Понятно, что в обычных условиях любая преждевременная смерть является злом. Потому что не позволяет накопить нужного количества энергии для перемещения энергетической оболочки в более плотные сферы. Но мне-то что? И мне, и Катьке, и Максу было обещано теплое местечко на острове в океане, независимо от той энергии, которую мы накопим. Так что же меня беспокоило? На самом деле я уже ощутил причину своего беспокойства, но она была настолько страшной, что сознание отказывалось ее принять. И состояла она в том, что никакого «независимо» не может быть. И Алиса, и Олень, и Дьякон говорили, что энергетические оболочки попадают в ту или иную сферу именно в зависимости от накопленной в течение жизни энергии. Так, в зависимости от энергии электрона, он попадает на ту или иную энергетическую орбиту. И если у него не хватает собственной энергии для попадания на нужную орбиту, то ему эту энергию придется сообщить извне.

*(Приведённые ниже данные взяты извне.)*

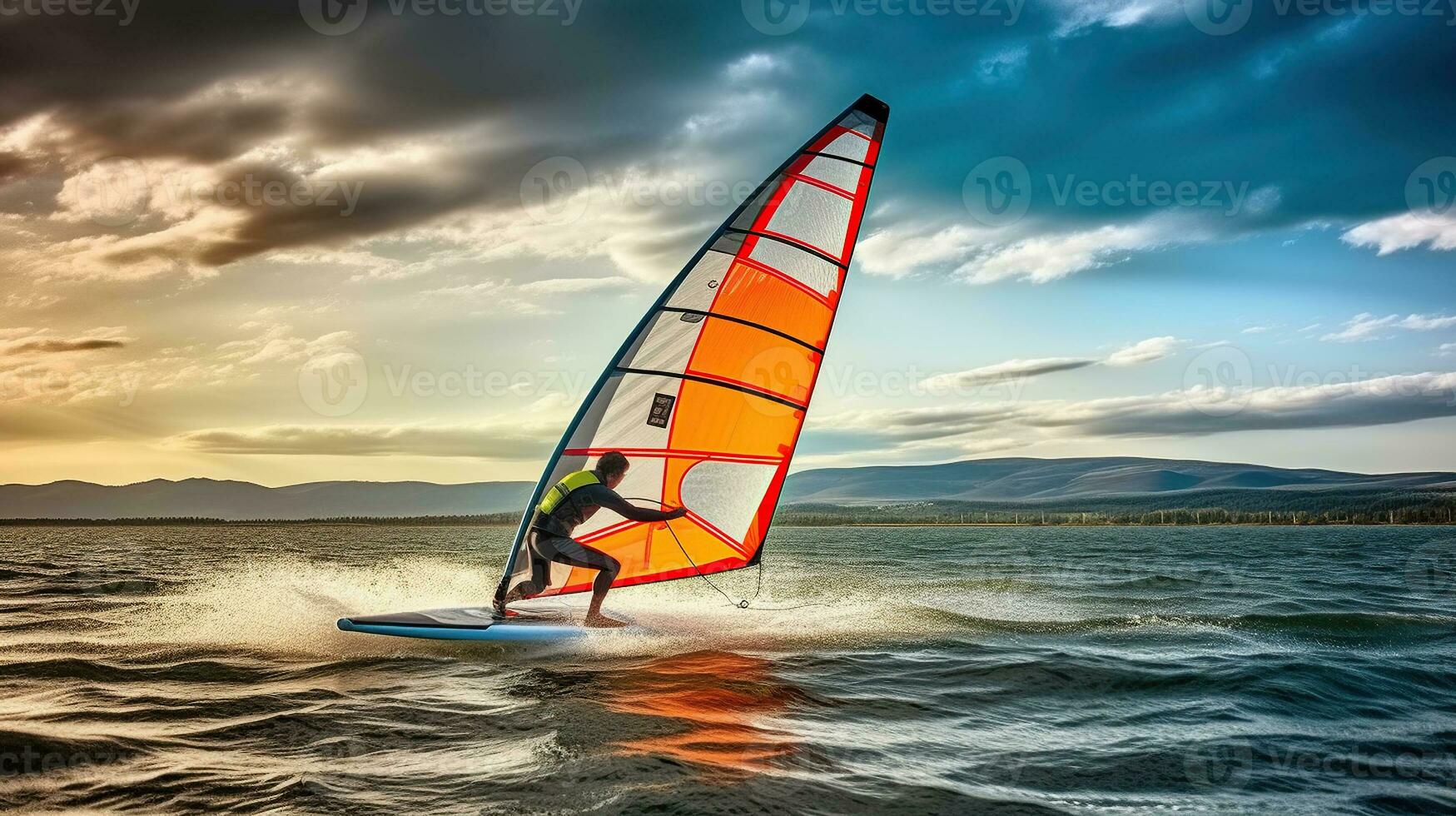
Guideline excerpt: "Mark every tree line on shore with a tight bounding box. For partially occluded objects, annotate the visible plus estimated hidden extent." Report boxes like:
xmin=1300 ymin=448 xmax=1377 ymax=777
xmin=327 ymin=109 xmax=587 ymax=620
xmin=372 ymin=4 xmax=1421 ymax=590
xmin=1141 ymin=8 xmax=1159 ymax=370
xmin=0 ymin=494 xmax=1456 ymax=528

Получалось, что Олень врал. Попросту врал, и все. Он был способен контролировать энергетические оболочки людей во время сна, но не после смерти. Потому что смерть включает совершенно другие законы, такие же непреодолимые, как законы физики. Точнее, вступают в действие именно законы физики, просто те из них, которые ученые пока не открыли или не обобщили до такой степени. Оленю было нужно направить мои усилия в нужное русло. Я был ему безразличен, и Катька, и Макс, и даже Алиса, хоть она из Хранителей. Для него существование нашей Вселенной всего лишь незначительный эпизод его собственной истории. Так можно ли ожидать от него выполнения каких-либо обязательств?

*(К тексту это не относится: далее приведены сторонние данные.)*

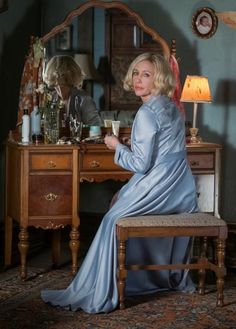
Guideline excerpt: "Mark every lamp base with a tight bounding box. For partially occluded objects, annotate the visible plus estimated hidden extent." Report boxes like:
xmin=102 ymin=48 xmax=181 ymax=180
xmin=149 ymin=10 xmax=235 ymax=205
xmin=189 ymin=128 xmax=202 ymax=144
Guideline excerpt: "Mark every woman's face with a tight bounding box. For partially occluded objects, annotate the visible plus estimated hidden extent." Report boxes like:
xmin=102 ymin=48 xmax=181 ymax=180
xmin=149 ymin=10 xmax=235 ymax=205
xmin=132 ymin=60 xmax=155 ymax=102
xmin=54 ymin=84 xmax=71 ymax=100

С другой стороны, я предполагал, что вранье не такое уж полное. Выполни я возложенную на меня миссию, это могло позволить мне накопить достаточную энергию. Хотя нет. Не сходятся концы с концами. Олень предложил мне выбрать место для посмертного существования, но ведь энергии я могу накопить лишь определенное количество! Значит, в нужную сферу мне не попасть, как ни крути. Разве что случайно. Олень мог позаботиться только о том, чтобы накопленная мною энергия переместила мою душу в достаточно комфортные сферы, не слишком тонкие. С Алисой все иначе. У нее действительно могла быть посмертная привилегия в силу того, что грибница, живущая в ней, выделяла в момент смерти очень определенную и дозированную энергию. Я вспомнил, как шевелилась грибница на теле убитого мной невидимки, и еще больше уверился в своей мысли. Когда Олень давал мне обещание переместить после смерти на тот замечательный остров, он, скорее всего, имел в виду то, что и я, и Катька, и даже Макс к тому времени будем заражены грибницей, Именно так: А чего я хотел от древнего демона? Ему ведь не понять простых человеческих эмоций и мотиваций. Он может их изучить, но понять не сможет.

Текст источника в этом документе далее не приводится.